A temporal relationship of Japanese encephalitis virus (JEV) transmission in pigs, mosquitoes and humans revealed that sentinel pig seroconversions were significantly associated with human cases 4 weeks before (P = 0·04) their occurrence, highly correlated during the same time and 2 weeks before case occurrence (P < 0·001), and remained significantly correlated up to 2 weeks after human case occurrence (P < 0·01). JEV was detected in the same month in pigs and mosquitoes, and peaks of pig seroconversion were preceded by 1–2 months of peaks of infection in vectors. Kaplan–Meier analysis indicated that detection of JEV-positive mosquitoes was significantly associated with the median time to occurrence of seroconversion in pigs (P < 0·05). This study will not only help in predicting JEV activity but also accelerate timely vector control measures and vaccination programmes for pigs and humans to reduce the Japanese encephalitis risk in endemic areas.

INTRODUCTION

Japanese encephalitis virus (JEV) is a member of the family Flaviviridae, genus Flavivirus. JEV is maintained in nature by a cycle that involves pigs and ardeid birds, which act as amplifying hosts [1]. Mosquitoes belonging to the Culex vishnui subgroup (Culex vishnui Theobald sensu stricto, Culex pseudovishnui Colless, Culex tritaeniorhynchus Giles) are the most important vector species in India [2]. An outbreak of JEV infection was first observed in Vellore district in Tamil Nadu, India in 1955 [3]. Since then the virus has been active in almost all parts of India [4]. The incidence of Japanese encephalitis in recent times has shown an increasing trend in India and has become a major public health problem [5]. JEV has been endemic in Assam since 1976 [6] and in recent years clinical cases of JE have increased markedly [7]. Furthermore, the primary mosquito vectors and both the effective amplifying hosts for JEV, i.e. pigs and ardeid birds, can be found in this region [810]. The temporal pattern of JEV transmission, especially within its host and vectors, and the possible source of viral amplification within its host system remains indistinguishable in this region.

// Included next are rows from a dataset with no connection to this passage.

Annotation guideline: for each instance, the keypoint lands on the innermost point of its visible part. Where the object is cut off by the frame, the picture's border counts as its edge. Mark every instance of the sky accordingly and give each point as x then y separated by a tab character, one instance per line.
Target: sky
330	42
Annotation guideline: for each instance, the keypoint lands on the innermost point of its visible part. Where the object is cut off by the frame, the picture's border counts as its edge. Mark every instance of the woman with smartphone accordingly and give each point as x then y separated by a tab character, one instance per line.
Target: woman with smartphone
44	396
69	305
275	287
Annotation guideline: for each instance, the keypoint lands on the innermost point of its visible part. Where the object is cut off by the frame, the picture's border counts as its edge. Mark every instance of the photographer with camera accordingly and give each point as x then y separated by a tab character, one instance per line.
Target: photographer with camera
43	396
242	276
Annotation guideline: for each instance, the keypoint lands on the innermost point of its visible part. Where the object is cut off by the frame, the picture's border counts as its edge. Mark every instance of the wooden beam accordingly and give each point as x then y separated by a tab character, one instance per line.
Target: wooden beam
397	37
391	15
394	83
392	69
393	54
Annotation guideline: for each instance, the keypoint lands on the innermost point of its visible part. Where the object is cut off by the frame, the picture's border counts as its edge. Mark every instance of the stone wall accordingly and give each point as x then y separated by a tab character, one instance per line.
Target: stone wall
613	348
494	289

It is generally accepted that the JE seroconversion rates in sentinel pigs reflect the prevalence of JEV in the area [11]. Sentinel pigs have the advantages of monitoring enzootic transmission events at a specific location [12] and being more cost-effective than other arboviral surveillance indicators, especially ardeid birds.

In Assam, pigs are likely to be the major amplifying host as there is a high prevalence of JEV antibody in swine sera [9]. The high occurrence of JE cases in Assam may be related to the increasing number of pigs in recent years. Pigs are currently not vaccinated against JEV in India, including Assam. Reliable prediction of epidemiological concordance of JEV infection in swine, mosquito and human populations during any specified period in a specific endemic locality is important for practical reasons that include initiation of mosquito control and vaccination programmes in pigs and humans and to analyse the mechanism of seasonal spread of infection from one host to another. So far, no systematic study of this nature has been conducted in India, the outcome of which is very important in order to develop a strategic plan for JE prevention and control and to assess the success of these programmes in endemic areas. Therefore, the present study aims at identifying the temporal transmission pattern of JEV infection by tracking the sentinel pigs, mosquito vectors and incidence of human JE cases in Assam. This information will provide baseline data to design and implement JE prevention programmes not only in the state of Assam but also in other JE endemic areas of the country.

METHODS

Study area

The study was conducted during 2009 and 2010 in two areas, Barbaruah and Lahoal in Dibrugarh district, Assam, India (Fig. 1). These two areas were selected due to JEV endemicity, abundance of breeding places for JE vector mosquitoes and extensive pig rearing by the villagers [9]. Table 1 provides details of the increasing pig population in the study areas. Rice is the major crop cultivated between May and August and rice fields are generally located within a 2 km radius of human habitation.

Fig. 1. Map showing the location of Assam in India and Barbaruah and Lahoal in Dibrugarh district of Assam.

Table 1. Increasing trend of pig population in Lahoal and Barbaruah primary health centre, 2006–2009

Source: Directorate of Animal Husbandry and Veterinary Department, Government of Assam.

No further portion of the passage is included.